Turkey is an unsuccessful EU candidate state. But, according to very important men in Ankara, “the EU needs Turkey more than the other way around.” Meanwhile, Turkey wants to change the world order.
It thinks that the United Nations Security Council should be rethought; that the system based on veto powers by five permanent members is wrong – that, perhaps, Turkey should be one of the decision-makers, or preferably, the only one.
Turkey quietly seeks a seat in the Association of Southeast Asian Nations, most probably because it is a south-east Asian nation or because it wants to be one. Not-so-privately, NATO-member Turkey is seeking a seat in the eastern NATO, the Shanghai Cooperation Organization (SCO). Its future ambitions could always be the African National Congress and the Organization of Central American States. Turkey is at least as southeastern-Asian as it is African or Central American. The Arab League remains an exclusive ambition but, sadly, the Arabs do not think Turkey is Arab enough, although it is trying hard to be.
After Turkey signed up to MIKTA, a gathering of Mexico, Indonesia, (South) Korea, Turkey and Australia, I proposed in this column an alternative gathering, BORAT Bahrain, Oman, Rwanda, Afghanistan, Turkey), which inspired readers to propose SHARIA (Somalia-Haiti-Afghanistan-Rwanda-Iraq-Albania) and TIRAMISU (Turkey-Iran-Rwanda-Afghanistan-Mali-Iraq-Syria-Uganda).
Now, it seems, we have a difficult synonym exercise: RKBTS. Kazakhstan’s president, Nursultan Nazarbayev, has revealed that Turkey could join the customs-union-cum-“Common Economic Space” that brings together Russia, Kazakhstan and Belarus. Mr Nazarbayev has said that Prime Minister Erdoğan met with him about Turkey’s intentions to join the RKB free trade area, to make it a nicer looking RKBT. Meanwhile, according to the Kazakh president, Syria also wishes to join the club, to finally make it RKBTS, or RKBST, depending on which enemy country would join the first.
This could be as interesting as a NATO member joining the SCO, particularly because Turkey already has a working customs union arrangement with the EU. This way, Turkey would bridge NATO with SCO and RKB with the EU. No doubt, if Mr Erdoğan ran Turkey during the Cold War, he would insist to make Turkey a member of NATO and the Warsaw Pact at the same time.

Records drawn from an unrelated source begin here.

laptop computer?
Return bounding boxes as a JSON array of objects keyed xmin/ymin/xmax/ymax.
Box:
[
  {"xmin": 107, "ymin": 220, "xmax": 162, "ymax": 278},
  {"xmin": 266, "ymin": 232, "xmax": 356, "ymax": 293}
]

It is a pity; since I wrote “Directionless Turkey” in this column (Sept. 13, 2006), the Crescent and Star is still looking for a direction.
It is an even greater pity that, as Dominique Moisi, a professor at L’Institue d’etudes politiques de Paris, wrote in Lebanese newspaper The Daily Star, “History is moving in the Middle East, but not in the direction that Turkey would prefer. And, with their country’s economic growth faltering, government hardening and its diplomatic performance a source of growing disappointment, many Turks now wonder what happened. But, far from engaging in an open and positive self-examination, they are too often retreating into a strident nationalism that is all the more defensive to the extent that it reflects a growing lack of self-confidence. Turkey’s current challenge is to overcome lost illusions. And that means that Turks may need Europe more than they are willing to admit, even to themselves. But is Europe today any more ready and willing than it was yesterday to engage in serious talks with Turkey?”